Nope. It’s the same everywhere. Not sure what they meant to do by adding that https://hashicorp.com/boundary/ prefix, maybe they are planning to allow other types of workers in the future…? My logs show the same thing.

Can you post your workers’ and controllers’ configuration files (with sensitive data redacted)?

The source comes from CloudEvents: spec/spec.md at v1.0.2 · cloudevents/spec · GitHub

As for your issue, KMS workers cannot talk to HCP Boundary clusters at this time, only PKI workers are supported…apologies! We do want to eventually enable this.

To be clear: please do include configuration information so we can help with the PKI worker. I was simply answering about the KMS one prior to getting more detail :slight_smile:

Ah, failed to notice the cluster is on HCP

The cluster is OSS. I will post my config shortly.

PKI Config:

listener "tcp" {
  address = "0.0.0.0:9202"
  purpose = "proxy"
}

worker {
  public_addr = "*****"
  auth_storage_path = "/etc/boundary.d/worker1"
  tags {
    site = ["blah"]
  }
  initial_upstreams = ["*******"]
}

KMS Config

disable_mlock = true

kms "awskms" {
  kms_key_id = "************"
  purpose    = "worker-auth"
}


listener "tcp" {
  address     = "*.*.*.*:9202"
  purpose     = "proxy"
  tls_disable = true
}

worker {
#  controllers = ["*******"]
  initial_upstreams = ["*********"]
  name        = "*******"
  public_addr = "*******"
}

Controller config:

controller {
  database {
    url = ".............................."
  }

  name = "controller"
}

disable_mlock = true

kms "awskms" {
  kms_key_id = "......................"
  purpose    = "root"
}

kms "awskms" {
  kms_key_id = "........................"
  purpose    = "worker-auth"
}

listener "tcp" {
  address     = "......:9201"
  purpose     = "cluster"
  tls_disable = true
}

listener "tcp" {
  address     = "......:9200"
  purpose     = "api"
  tls_disable = true
}

I’m a bit confused here. Could you use pre-formatted text for the hcl snippets?
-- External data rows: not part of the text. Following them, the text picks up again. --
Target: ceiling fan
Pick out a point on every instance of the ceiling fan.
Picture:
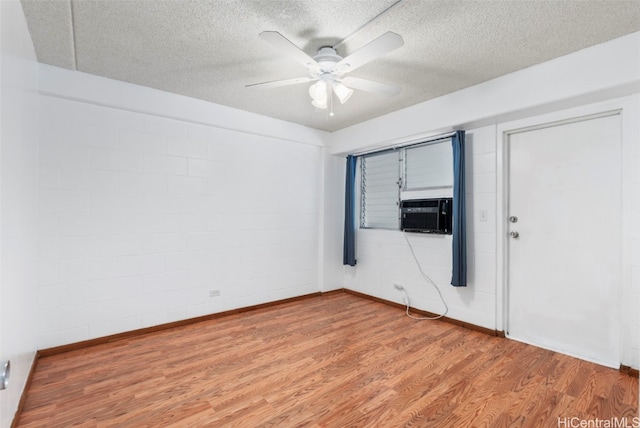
(329, 70)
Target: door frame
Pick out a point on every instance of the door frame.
(627, 108)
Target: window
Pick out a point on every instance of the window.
(413, 169)
(380, 190)
(429, 166)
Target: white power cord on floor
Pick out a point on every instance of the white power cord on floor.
(429, 280)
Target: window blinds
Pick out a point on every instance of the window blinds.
(380, 191)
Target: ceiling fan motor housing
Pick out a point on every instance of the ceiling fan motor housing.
(327, 58)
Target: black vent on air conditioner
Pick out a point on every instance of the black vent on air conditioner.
(426, 215)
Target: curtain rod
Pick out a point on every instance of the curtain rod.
(414, 142)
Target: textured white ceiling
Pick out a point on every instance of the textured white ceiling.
(210, 49)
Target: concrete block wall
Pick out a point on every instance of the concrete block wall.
(141, 217)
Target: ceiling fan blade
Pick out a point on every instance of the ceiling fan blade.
(288, 48)
(371, 86)
(377, 47)
(285, 82)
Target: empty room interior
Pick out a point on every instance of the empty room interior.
(290, 213)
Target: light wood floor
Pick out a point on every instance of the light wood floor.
(333, 361)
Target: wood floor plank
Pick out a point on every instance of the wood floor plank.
(330, 361)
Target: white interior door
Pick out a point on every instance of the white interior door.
(565, 245)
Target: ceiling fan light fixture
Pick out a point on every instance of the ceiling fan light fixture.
(318, 91)
(321, 104)
(342, 92)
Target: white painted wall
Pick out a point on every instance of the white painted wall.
(142, 215)
(602, 72)
(333, 224)
(18, 201)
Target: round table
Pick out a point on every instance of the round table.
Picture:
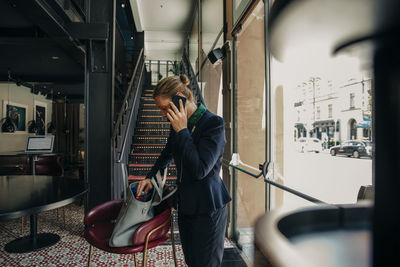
(25, 195)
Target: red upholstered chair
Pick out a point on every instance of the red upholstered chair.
(100, 223)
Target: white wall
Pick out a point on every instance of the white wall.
(23, 96)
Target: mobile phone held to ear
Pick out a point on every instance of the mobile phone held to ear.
(175, 100)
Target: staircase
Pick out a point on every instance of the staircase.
(149, 139)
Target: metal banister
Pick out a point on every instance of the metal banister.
(127, 114)
(128, 92)
(264, 173)
(121, 152)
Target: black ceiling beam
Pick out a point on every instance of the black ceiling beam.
(53, 23)
(89, 31)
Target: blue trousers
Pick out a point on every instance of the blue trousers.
(202, 237)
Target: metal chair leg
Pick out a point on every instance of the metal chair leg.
(64, 215)
(144, 255)
(22, 225)
(173, 240)
(90, 255)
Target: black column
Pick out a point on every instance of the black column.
(386, 126)
(138, 44)
(99, 102)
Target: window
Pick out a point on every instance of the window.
(317, 173)
(352, 97)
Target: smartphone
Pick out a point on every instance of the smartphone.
(175, 100)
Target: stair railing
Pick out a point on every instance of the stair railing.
(124, 128)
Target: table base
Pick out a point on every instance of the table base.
(27, 243)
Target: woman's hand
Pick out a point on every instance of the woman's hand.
(144, 185)
(178, 118)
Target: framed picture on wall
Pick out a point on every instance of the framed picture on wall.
(239, 9)
(17, 113)
(40, 117)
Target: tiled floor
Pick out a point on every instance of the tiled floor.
(72, 249)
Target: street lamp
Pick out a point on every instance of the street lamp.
(314, 80)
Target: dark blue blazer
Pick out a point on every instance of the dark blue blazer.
(198, 158)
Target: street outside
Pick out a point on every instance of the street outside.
(332, 179)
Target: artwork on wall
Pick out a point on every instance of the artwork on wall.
(40, 117)
(17, 113)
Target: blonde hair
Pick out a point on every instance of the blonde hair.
(170, 86)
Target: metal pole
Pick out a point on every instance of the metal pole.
(236, 233)
(268, 147)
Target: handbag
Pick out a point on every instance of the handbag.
(135, 212)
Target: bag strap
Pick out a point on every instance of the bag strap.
(124, 178)
(159, 188)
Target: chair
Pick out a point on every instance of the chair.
(100, 223)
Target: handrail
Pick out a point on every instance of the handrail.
(121, 153)
(121, 112)
(264, 173)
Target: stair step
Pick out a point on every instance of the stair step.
(153, 125)
(136, 165)
(143, 148)
(152, 118)
(143, 171)
(150, 112)
(171, 180)
(159, 132)
(148, 105)
(149, 140)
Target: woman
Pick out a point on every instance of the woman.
(196, 145)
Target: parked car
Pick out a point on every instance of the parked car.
(353, 148)
(308, 145)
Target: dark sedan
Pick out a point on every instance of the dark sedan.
(353, 148)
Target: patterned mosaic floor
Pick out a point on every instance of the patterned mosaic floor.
(72, 249)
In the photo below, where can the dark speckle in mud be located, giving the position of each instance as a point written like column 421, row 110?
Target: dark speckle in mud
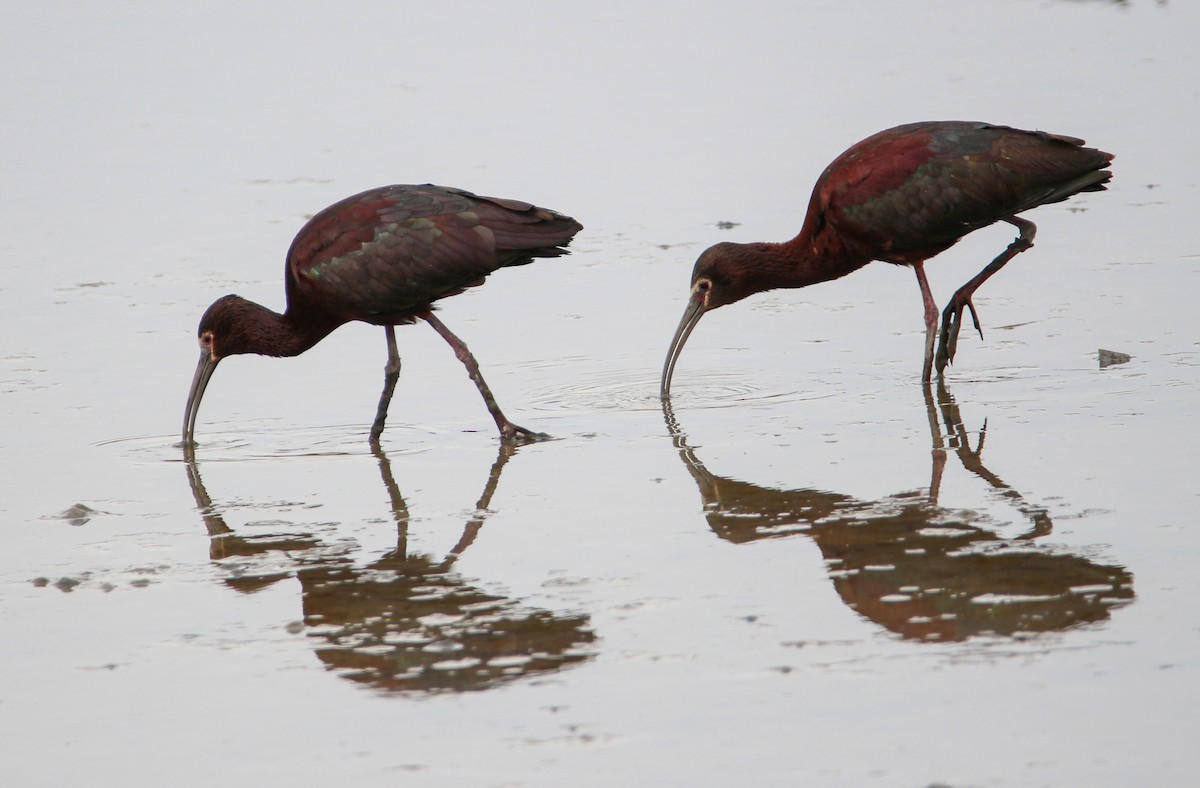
column 67, row 584
column 1109, row 358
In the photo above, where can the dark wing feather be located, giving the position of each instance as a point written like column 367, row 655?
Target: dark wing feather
column 387, row 254
column 911, row 192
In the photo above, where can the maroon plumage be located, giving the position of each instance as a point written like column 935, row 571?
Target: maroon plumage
column 383, row 257
column 903, row 196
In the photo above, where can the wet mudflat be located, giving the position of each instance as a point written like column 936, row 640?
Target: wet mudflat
column 810, row 570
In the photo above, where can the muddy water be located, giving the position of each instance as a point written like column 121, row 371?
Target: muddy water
column 811, row 571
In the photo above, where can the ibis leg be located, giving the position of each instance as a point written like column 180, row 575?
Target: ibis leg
column 390, row 376
column 930, row 320
column 509, row 431
column 952, row 317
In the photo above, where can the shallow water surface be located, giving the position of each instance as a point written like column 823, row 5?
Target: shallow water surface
column 807, row 570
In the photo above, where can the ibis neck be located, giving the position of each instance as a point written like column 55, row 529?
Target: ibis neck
column 802, row 262
column 271, row 334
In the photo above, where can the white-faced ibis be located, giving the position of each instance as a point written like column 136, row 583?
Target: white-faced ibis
column 384, row 257
column 904, row 196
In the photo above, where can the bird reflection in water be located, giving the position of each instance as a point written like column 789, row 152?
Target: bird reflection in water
column 910, row 565
column 406, row 621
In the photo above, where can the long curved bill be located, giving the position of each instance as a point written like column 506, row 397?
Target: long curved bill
column 203, row 372
column 691, row 316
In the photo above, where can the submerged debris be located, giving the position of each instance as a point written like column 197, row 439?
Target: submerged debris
column 1109, row 358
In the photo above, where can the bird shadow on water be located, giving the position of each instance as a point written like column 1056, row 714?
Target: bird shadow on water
column 912, row 566
column 406, row 621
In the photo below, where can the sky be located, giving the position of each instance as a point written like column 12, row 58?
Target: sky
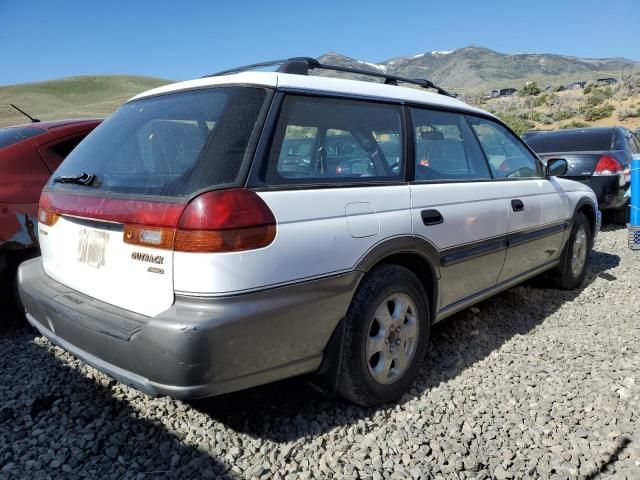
column 177, row 40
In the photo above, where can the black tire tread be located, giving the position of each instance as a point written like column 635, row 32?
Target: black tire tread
column 350, row 381
column 562, row 276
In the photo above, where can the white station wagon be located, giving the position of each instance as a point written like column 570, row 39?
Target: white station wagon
column 226, row 232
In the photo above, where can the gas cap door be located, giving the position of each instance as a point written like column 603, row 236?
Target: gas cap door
column 362, row 219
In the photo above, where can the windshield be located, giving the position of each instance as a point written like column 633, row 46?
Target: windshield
column 575, row 141
column 170, row 145
column 11, row 135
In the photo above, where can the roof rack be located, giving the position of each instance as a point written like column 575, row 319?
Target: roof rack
column 302, row 65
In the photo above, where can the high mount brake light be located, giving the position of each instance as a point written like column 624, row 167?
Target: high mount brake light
column 219, row 221
column 607, row 165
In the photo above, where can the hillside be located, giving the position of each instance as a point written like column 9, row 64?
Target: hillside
column 74, row 97
column 476, row 68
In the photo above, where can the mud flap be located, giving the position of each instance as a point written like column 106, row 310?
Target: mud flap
column 325, row 380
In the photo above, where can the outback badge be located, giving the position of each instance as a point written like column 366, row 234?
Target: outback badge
column 145, row 257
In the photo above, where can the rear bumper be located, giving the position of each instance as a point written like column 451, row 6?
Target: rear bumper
column 608, row 190
column 200, row 346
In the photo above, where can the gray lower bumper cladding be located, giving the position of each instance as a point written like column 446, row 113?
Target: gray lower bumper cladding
column 200, row 346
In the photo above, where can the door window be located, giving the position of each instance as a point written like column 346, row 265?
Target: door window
column 507, row 155
column 444, row 148
column 322, row 140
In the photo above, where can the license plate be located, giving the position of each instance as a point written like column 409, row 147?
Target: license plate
column 91, row 247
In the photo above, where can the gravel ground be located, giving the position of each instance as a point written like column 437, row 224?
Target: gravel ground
column 534, row 383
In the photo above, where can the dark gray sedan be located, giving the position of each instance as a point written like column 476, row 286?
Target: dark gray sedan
column 599, row 157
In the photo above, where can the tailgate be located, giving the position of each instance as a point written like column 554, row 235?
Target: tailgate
column 579, row 164
column 92, row 258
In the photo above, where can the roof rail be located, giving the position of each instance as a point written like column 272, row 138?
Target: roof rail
column 302, row 65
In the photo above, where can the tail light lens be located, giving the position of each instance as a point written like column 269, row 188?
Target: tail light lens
column 607, row 165
column 218, row 221
column 45, row 215
column 225, row 221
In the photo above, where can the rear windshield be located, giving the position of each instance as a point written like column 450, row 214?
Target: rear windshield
column 576, row 141
column 11, row 135
column 170, row 145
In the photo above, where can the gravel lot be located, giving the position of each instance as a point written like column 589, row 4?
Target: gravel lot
column 534, row 383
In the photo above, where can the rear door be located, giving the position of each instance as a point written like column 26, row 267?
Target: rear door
column 537, row 206
column 455, row 205
column 335, row 198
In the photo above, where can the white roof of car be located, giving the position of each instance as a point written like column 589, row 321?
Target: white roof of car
column 320, row 84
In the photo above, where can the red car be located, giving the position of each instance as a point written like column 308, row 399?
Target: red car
column 28, row 156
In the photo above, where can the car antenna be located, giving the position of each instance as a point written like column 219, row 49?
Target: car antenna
column 33, row 120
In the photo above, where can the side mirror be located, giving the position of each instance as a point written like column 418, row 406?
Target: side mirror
column 556, row 167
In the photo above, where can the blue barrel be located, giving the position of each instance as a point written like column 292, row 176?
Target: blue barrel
column 635, row 192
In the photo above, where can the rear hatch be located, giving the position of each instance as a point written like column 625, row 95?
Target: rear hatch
column 579, row 164
column 110, row 214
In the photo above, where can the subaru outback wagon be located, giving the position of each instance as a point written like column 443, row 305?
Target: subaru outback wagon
column 225, row 232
Didn’t even know you could do that. There you go, better?

1 Like

It seems like you’ll use AWS for your production deployment, so let’s stick to the AWS KMS worker auth for now, shall we?

It could be that the ALB you mentioned in your initial post is messing up with the KMS-based authentication of the worker. You probably need to replace it with an NLB with TLS pass-through or to make the cluster interface of the upstreams public and add them to the initial_upstreams list in the worker config.

If I put the DNS name of the ALB in the initial upstream then I get the following error:

{"id":"FO49E2otxX","source":"https://hashicorp.com/boundary/........./worker","specversion":"1.0","type":"error","data":{"error":"unable to write connection nonce: x509: certificate is valid for ***************, not lzQilF2utrYRRQJgfhG9","error_fields":{},"id":"e_kzi1VKRkWK","version":"v0.1","op":"worker.(Worker).upstreamDialerFunc"},"datacontentype":"application/cloudevents","time":"2023-04-04T09:36:57.295962831Z"}
here

In the reference architecture for AWS in the documentation shows the controller behind an ALB here.

We are using the following terraform module which sets this up for us:
Terraform Registry

ALB is only used for API access (port 9200)

How are you to handle SSL and autoscaling in AWS if you don’t use the ALB? If a worker dies how is the config kept upto date without a fixed point i.e. the ALB

You can use a load balancer for the cluster port (9201) just can’t do TLS offloading.
If you read the documentation I shared about the KMS auth, you’ll see that the TLS handshake is handled by the controller and the worker directly.